In [78]:
import pandas as pd
import json
import subprocess
from concurrent.futures import ThreadPoolExecutor
from tqdm import tqdm
import os


In [79]:
def clean_json_file(input_path, output_dir, max_workers=20):
    """
    Liest eine JSON-Datei mit Videoinformationen, prüft die YouTube-URLs auf Verfügbarkeit,
    filtert ungültige raus und speichert die bereinigte Version im Zielordner.

    :param input_path: Pfad zur Eingabedatei (.json)
    :param output_dir: Zielordner, in dem die bereinigte Datei gespeichert wird
    :param max_workers: Anzahl paralleler yt-dlp-Prozesse (Standard: 20)
    """

    def is_youtube_video_available(url):
        return subprocess.call(
            ["yt-dlp", "--skip-download", "--quiet", "--no-warnings", "--print", "title", url],
            stdout=subprocess.DEVNULL,
            stderr=subprocess.DEVNULL
        ) == 0

    # Datei laden
    df = pd.read_json(input_path)
    if 'review' in df.columns:
        df = df.drop(columns='review')

    # URLs prüfen (parallel mit Fortschrittsanzeige)
    with ThreadPoolExecutor(max_workers=max_workers) as executor:
        df['available'] = list(tqdm(executor.map(is_youtube_video_available, df['url']), total=len(df)))

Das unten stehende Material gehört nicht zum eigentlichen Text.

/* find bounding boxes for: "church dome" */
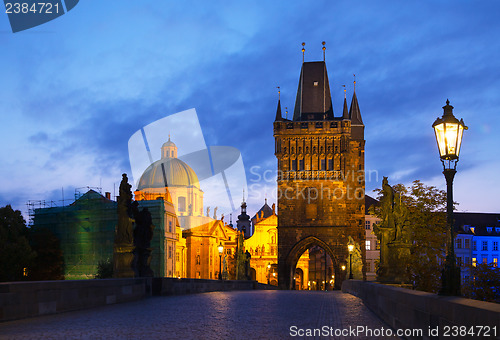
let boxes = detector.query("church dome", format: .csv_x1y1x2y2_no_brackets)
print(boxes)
162,140,176,148
137,157,200,190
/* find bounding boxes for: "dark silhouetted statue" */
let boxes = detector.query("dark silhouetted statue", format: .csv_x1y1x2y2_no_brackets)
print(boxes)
132,202,155,277
113,174,135,278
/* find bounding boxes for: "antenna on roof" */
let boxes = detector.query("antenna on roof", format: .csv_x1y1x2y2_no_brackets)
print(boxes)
301,42,305,63
322,41,326,61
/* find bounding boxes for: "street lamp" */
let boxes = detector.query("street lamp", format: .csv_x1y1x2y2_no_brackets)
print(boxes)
218,242,224,280
432,99,467,296
347,239,354,280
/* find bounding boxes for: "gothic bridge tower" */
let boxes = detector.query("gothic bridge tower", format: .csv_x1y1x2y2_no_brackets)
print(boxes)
274,49,366,289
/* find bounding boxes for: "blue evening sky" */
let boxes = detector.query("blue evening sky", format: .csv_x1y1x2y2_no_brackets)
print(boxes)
1,0,499,219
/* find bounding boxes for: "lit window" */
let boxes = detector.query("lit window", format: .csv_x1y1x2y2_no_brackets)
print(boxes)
482,241,488,251
483,257,488,264
313,81,319,86
365,240,371,251
472,258,476,267
365,220,371,230
493,258,498,267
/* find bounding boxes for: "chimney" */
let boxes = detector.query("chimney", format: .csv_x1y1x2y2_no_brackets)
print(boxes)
105,192,111,200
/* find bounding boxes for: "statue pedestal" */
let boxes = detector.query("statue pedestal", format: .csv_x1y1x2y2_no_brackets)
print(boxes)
133,247,154,277
113,244,135,278
384,241,411,283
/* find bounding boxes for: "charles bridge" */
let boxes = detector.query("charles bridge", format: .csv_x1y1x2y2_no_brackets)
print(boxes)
0,278,498,340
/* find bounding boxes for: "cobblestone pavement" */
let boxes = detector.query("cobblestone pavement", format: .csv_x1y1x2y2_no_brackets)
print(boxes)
0,290,401,340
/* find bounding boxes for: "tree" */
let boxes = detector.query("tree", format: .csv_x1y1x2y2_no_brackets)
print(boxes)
0,205,36,281
462,264,500,302
28,227,65,280
372,180,447,292
95,259,114,279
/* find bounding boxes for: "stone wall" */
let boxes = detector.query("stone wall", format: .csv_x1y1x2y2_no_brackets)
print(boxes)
342,280,500,340
152,278,277,296
0,278,150,322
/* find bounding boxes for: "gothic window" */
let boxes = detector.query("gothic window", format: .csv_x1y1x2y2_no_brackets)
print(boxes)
313,146,316,154
328,159,333,170
320,159,326,170
306,146,309,154
299,159,304,171
196,255,200,265
291,159,297,171
298,147,302,154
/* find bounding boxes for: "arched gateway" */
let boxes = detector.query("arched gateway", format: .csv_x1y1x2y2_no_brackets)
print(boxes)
274,55,366,289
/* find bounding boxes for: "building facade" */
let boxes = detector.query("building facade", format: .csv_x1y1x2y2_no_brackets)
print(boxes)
274,59,366,289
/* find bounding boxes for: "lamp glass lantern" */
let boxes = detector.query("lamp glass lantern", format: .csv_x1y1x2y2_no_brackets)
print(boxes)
218,242,224,255
432,100,467,163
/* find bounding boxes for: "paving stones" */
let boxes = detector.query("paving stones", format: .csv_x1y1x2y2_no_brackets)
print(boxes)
0,290,400,340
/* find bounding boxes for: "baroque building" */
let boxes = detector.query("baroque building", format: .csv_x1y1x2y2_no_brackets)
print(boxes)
245,200,309,289
274,57,366,289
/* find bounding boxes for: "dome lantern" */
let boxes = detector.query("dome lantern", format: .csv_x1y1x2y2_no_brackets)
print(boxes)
161,135,178,159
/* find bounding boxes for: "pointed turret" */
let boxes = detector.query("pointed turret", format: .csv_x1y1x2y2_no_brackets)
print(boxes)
342,96,349,120
349,83,364,140
275,99,283,121
349,90,363,125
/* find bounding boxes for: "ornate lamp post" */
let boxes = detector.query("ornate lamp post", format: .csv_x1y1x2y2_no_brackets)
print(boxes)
432,99,467,296
347,240,354,280
218,242,224,280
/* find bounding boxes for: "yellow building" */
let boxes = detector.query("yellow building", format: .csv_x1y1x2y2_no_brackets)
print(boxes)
245,201,309,289
182,220,239,279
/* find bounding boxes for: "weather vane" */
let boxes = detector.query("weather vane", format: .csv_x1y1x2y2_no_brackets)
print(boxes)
277,86,280,100
322,41,326,61
302,42,305,63
353,74,356,91
285,107,288,120
342,85,346,99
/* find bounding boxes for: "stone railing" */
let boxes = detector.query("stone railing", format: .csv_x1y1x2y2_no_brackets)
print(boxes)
152,278,278,296
0,278,150,322
342,280,500,340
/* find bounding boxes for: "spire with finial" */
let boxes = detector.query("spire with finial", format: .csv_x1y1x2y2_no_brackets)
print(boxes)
285,107,288,120
342,85,349,120
301,42,305,63
275,86,283,121
322,41,326,61
349,75,363,126
242,188,245,203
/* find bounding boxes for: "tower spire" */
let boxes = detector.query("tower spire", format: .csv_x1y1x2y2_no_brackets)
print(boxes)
342,85,349,120
275,86,283,121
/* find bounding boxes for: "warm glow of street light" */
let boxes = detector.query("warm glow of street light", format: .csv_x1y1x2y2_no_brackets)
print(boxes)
218,242,224,254
341,265,346,271
432,100,467,161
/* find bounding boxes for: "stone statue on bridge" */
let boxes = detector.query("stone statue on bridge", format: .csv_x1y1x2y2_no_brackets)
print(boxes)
113,174,135,278
132,202,155,277
376,177,410,283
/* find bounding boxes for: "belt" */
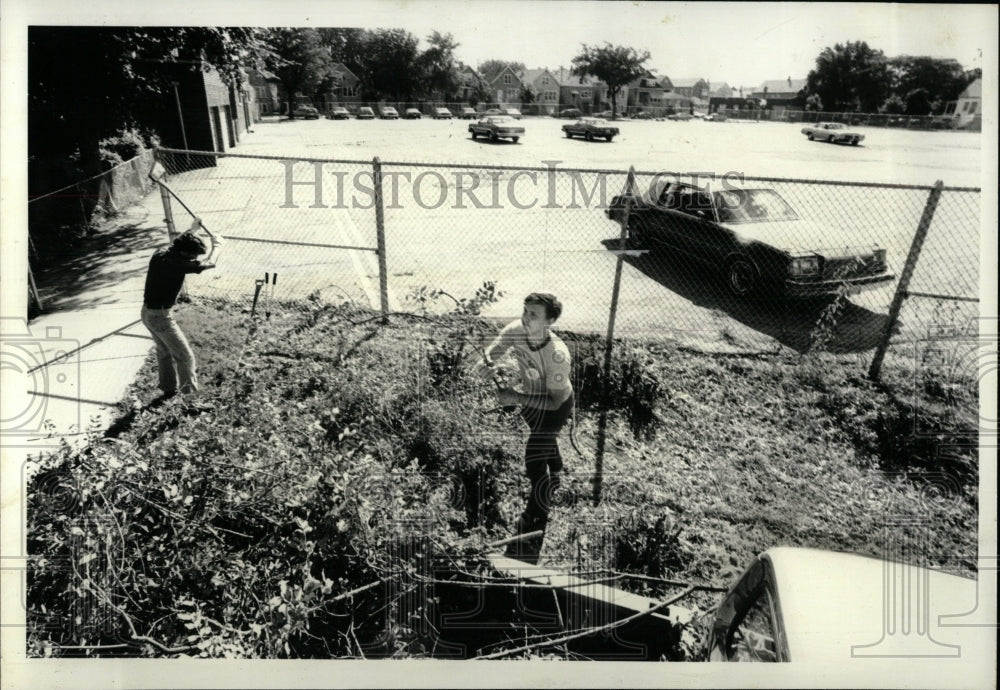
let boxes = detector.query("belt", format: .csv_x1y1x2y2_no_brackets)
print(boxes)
144,304,173,310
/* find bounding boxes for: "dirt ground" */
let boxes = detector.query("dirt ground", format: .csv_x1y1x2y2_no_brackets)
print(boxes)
163,116,983,352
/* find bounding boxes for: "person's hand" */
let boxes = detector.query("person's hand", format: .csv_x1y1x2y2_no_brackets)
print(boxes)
190,218,202,231
213,236,225,247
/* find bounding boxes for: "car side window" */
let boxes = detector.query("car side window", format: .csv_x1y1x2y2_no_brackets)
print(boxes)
726,586,779,662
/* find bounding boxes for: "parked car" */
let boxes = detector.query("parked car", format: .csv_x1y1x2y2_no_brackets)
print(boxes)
292,105,320,120
558,108,583,118
801,121,864,145
708,547,981,662
704,112,728,122
605,180,895,297
404,108,422,119
327,107,350,120
667,111,692,121
594,110,616,119
483,108,502,116
502,108,523,119
356,107,375,120
468,115,524,143
562,117,619,141
459,107,478,119
379,106,399,120
433,107,453,120
632,110,654,120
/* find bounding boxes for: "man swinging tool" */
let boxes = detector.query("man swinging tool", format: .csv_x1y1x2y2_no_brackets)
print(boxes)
141,218,223,401
479,293,574,564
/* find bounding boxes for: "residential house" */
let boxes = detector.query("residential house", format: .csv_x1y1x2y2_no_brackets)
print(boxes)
249,68,282,117
553,68,610,113
751,77,807,114
943,77,981,129
711,83,734,99
520,68,560,115
624,71,664,112
456,64,485,105
670,78,710,101
481,64,524,106
328,63,362,109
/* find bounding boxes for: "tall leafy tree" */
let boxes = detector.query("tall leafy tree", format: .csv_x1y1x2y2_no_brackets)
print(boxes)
318,27,367,74
886,56,974,114
570,43,650,120
356,29,422,101
29,26,268,184
805,41,890,112
419,31,462,101
265,28,336,117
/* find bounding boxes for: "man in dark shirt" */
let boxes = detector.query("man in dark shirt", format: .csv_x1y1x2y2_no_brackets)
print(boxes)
141,221,221,397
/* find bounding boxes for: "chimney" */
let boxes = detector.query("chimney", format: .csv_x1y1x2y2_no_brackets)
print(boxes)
787,76,792,87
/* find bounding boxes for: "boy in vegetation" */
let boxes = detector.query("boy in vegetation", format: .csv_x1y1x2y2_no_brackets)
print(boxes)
481,293,574,563
140,220,221,399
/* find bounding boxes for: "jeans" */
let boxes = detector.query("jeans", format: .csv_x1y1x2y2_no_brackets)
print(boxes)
141,305,198,394
506,393,574,564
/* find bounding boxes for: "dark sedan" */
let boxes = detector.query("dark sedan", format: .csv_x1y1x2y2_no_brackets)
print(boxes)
562,117,619,141
606,181,895,297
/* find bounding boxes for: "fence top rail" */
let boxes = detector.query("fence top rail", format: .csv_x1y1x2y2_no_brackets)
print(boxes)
154,148,980,193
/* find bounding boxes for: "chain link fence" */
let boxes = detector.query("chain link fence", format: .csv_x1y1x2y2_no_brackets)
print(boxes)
152,148,981,387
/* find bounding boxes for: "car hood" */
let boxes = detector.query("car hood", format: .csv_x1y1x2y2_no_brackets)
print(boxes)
720,218,882,256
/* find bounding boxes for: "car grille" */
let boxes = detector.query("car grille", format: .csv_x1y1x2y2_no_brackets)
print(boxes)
823,254,883,279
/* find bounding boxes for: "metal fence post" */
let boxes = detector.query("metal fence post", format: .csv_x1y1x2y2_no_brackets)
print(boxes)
594,166,639,505
868,180,945,381
154,150,179,244
373,157,390,323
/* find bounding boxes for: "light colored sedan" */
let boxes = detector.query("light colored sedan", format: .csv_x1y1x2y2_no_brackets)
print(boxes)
801,121,865,145
468,115,524,143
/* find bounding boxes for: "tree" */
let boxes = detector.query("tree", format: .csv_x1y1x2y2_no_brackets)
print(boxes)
318,28,367,74
265,29,336,117
886,56,973,114
805,41,890,112
29,27,268,183
419,31,462,101
570,43,650,120
355,29,423,101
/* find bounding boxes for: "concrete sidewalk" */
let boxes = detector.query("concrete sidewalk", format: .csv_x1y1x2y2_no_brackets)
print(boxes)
5,193,171,477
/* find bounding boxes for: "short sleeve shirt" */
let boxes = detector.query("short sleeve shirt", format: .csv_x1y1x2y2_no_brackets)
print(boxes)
493,320,572,410
143,248,206,308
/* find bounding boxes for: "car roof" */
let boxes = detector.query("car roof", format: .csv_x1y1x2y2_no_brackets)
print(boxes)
759,547,981,662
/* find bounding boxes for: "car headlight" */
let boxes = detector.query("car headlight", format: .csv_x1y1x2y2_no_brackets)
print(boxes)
872,248,887,268
789,256,820,276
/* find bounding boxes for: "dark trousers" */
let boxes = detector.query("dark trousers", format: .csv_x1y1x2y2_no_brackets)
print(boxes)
507,393,574,563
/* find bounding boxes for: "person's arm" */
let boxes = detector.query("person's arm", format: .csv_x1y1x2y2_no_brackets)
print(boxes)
192,218,224,270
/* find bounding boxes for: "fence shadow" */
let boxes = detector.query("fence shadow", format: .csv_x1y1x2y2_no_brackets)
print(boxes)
33,213,163,312
604,240,892,354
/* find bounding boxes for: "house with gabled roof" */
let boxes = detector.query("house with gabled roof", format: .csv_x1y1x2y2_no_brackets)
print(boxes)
481,64,524,106
552,67,612,113
329,63,361,106
520,68,561,114
623,70,664,111
248,68,282,116
670,78,710,101
943,77,981,129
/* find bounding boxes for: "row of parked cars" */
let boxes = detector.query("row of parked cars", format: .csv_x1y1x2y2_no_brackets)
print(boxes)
319,106,526,121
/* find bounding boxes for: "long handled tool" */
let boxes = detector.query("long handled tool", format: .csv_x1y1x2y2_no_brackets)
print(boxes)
149,161,223,260
250,277,265,319
265,273,277,319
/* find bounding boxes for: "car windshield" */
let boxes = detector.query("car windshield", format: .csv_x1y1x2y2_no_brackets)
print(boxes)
823,123,843,129
582,118,607,125
487,116,513,124
713,189,799,223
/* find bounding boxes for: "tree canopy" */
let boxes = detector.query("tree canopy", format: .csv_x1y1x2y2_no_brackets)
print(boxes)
265,28,336,116
570,43,650,119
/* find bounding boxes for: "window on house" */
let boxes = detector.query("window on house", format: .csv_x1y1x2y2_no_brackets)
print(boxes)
504,74,512,85
969,102,978,114
542,77,549,85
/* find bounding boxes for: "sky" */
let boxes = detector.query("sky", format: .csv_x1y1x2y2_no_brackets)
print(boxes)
2,1,995,90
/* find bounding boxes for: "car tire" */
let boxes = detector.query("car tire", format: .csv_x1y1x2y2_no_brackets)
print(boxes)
490,131,498,142
725,257,758,296
512,137,519,144
606,135,615,142
851,138,860,146
807,132,814,140
585,132,594,141
565,130,573,138
470,131,477,139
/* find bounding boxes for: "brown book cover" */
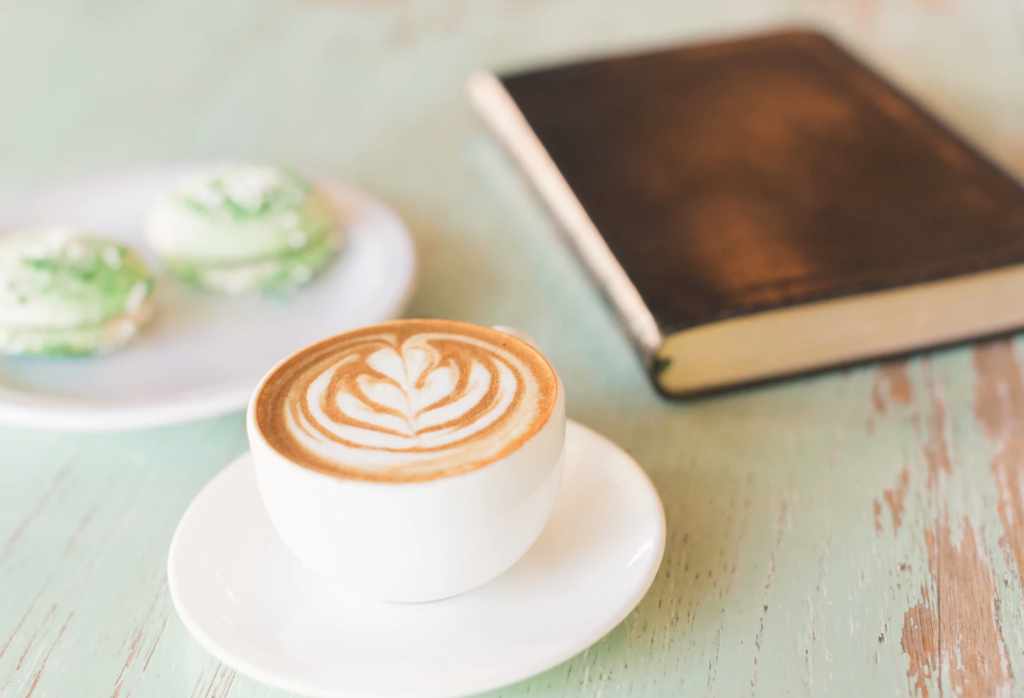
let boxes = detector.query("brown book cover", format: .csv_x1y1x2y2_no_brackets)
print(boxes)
469,30,1024,396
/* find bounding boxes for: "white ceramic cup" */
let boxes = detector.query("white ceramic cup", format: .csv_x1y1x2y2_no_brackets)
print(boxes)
246,323,566,603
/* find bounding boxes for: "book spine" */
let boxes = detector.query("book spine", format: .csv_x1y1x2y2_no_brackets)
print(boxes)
467,71,664,367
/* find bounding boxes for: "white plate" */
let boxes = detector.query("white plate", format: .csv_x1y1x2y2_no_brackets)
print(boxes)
0,165,416,430
167,420,666,698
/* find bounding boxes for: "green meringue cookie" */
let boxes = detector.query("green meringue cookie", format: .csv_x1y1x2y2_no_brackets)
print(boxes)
162,228,342,296
0,228,155,357
147,165,343,295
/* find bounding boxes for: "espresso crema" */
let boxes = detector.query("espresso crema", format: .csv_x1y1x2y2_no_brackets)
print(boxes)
254,320,559,483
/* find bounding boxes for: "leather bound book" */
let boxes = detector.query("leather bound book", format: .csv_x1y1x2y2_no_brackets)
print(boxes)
469,30,1024,397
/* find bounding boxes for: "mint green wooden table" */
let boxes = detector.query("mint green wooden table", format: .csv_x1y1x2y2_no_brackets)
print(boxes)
3,1,1024,696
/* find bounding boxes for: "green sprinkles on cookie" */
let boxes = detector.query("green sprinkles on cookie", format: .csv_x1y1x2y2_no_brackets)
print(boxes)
146,165,344,295
0,228,155,357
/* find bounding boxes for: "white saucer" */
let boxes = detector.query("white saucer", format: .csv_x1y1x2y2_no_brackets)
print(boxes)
0,165,416,430
168,420,666,698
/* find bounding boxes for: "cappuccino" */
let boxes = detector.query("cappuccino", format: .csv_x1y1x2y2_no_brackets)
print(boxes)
254,319,559,483
247,319,567,601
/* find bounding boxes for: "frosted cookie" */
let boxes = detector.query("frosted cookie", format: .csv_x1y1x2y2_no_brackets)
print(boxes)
0,228,155,357
146,165,343,295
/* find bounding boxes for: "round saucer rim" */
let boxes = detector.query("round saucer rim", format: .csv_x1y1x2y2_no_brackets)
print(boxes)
0,165,416,431
167,419,666,698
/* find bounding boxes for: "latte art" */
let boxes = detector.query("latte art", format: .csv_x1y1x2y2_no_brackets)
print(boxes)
255,320,559,482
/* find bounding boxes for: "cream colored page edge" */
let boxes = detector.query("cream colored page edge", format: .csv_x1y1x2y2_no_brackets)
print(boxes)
658,263,1024,394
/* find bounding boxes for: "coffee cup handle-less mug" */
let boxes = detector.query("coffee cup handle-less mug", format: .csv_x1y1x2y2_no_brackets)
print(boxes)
246,322,567,603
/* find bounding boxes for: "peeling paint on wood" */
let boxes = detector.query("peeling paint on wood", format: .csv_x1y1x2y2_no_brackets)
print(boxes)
872,361,914,414
903,513,1011,698
973,341,1024,586
879,468,909,536
892,345,1020,698
921,360,954,491
901,588,938,698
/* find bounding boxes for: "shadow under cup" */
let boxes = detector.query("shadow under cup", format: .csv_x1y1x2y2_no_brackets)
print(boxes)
246,327,567,603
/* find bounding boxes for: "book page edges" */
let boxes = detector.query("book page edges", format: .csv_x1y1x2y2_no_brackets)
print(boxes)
467,71,663,361
658,262,1024,395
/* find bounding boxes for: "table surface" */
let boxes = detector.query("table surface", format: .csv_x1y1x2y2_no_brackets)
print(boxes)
3,1,1024,696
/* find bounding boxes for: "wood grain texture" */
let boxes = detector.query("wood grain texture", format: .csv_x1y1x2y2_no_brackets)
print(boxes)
1,0,1023,696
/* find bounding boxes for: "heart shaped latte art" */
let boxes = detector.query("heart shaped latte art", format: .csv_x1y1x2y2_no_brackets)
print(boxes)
256,321,559,482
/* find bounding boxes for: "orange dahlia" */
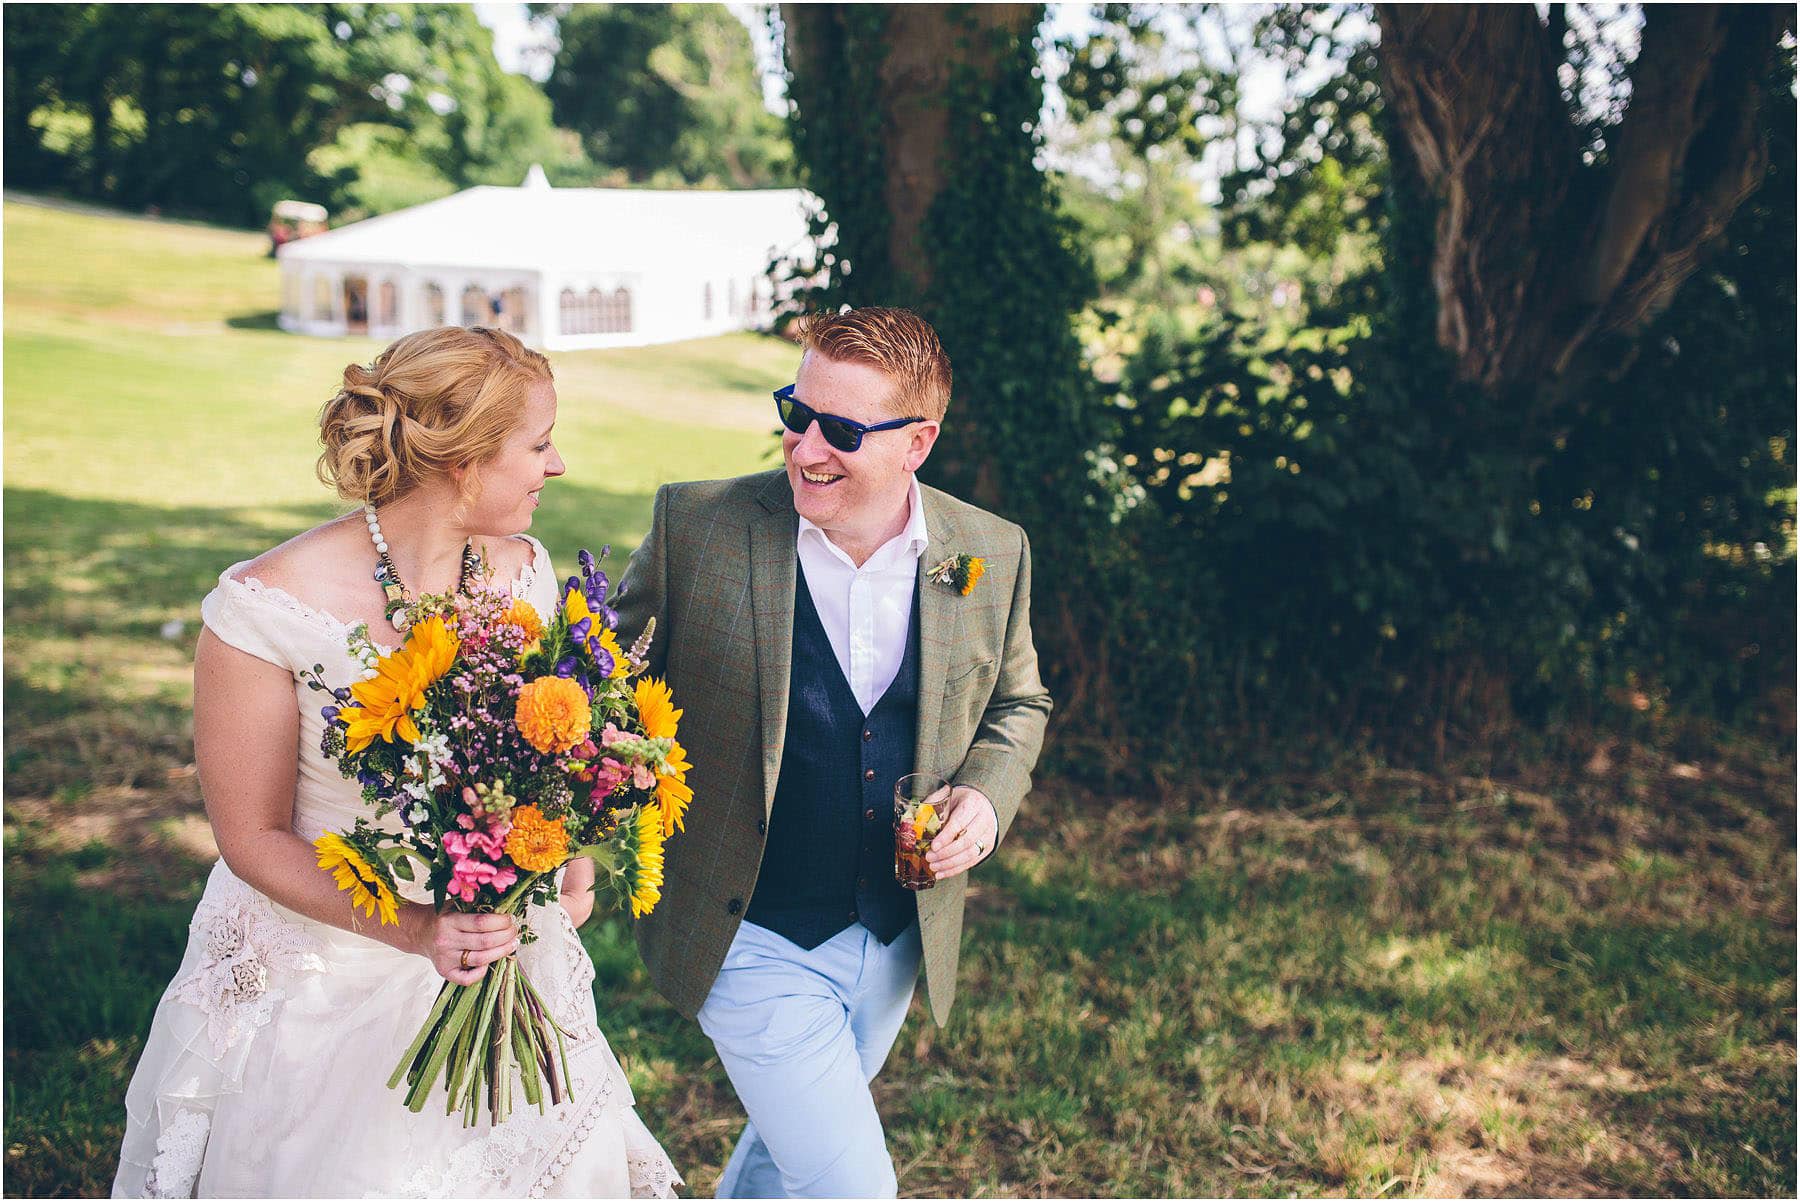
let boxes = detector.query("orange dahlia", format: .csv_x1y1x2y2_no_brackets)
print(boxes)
515,675,591,754
504,599,544,655
503,804,568,873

    # Nur gültige behalten
    df_clean = df[df['available'] == True]

    # Zielpfad vorbereiten
    os.makedirs(output_dir, exist_ok=True)
    filename = os.path.basename(input_path).replace(".json", "_clean.json")
    output_path = os.path.join(output_dir, filename)

    # Als JSON speichern
    with open(output_path, "w") as f:
        json.dump(df_clean.to_dict(orient="records"), f, indent=2)

    print(f"Gespeichert: {output_path} ({len(df_clean)} gültige Einträge)")


In [None]:
clean_json_file(
    input_path='meta/MSASL_train.json',
    output_dir='/Users/sami/Desktop/MS-ASL/meta/cleaned'
)

clean_json_file(
    input_path='meta/MSASL_val.json',
    output_dir='/Users/sami/Desktop/MS-ASL/meta/cleaned'
)

clean_json_file(
    input_path='meta/MSASL_test.json',
    output_dir='/Users/sami/Desktop/MS-ASL/meta/cleaned'
)


100%|██████████| 5287/5287 [1:06:02<00:00,  1.33it/s]


Gespeichert: /Users/sami/Desktop/MS-ASL/meta/cleaned/MSASL_val_clean.json (3297 gültige Einträge)


100%|██████████| 4172/4172 [55:25<00:00,  1.25it/s]  

Gespeichert: /Users/sami/Desktop/MS-ASL/meta/cleaned/MSASL_test_clean.json (2847 gültige Einträge)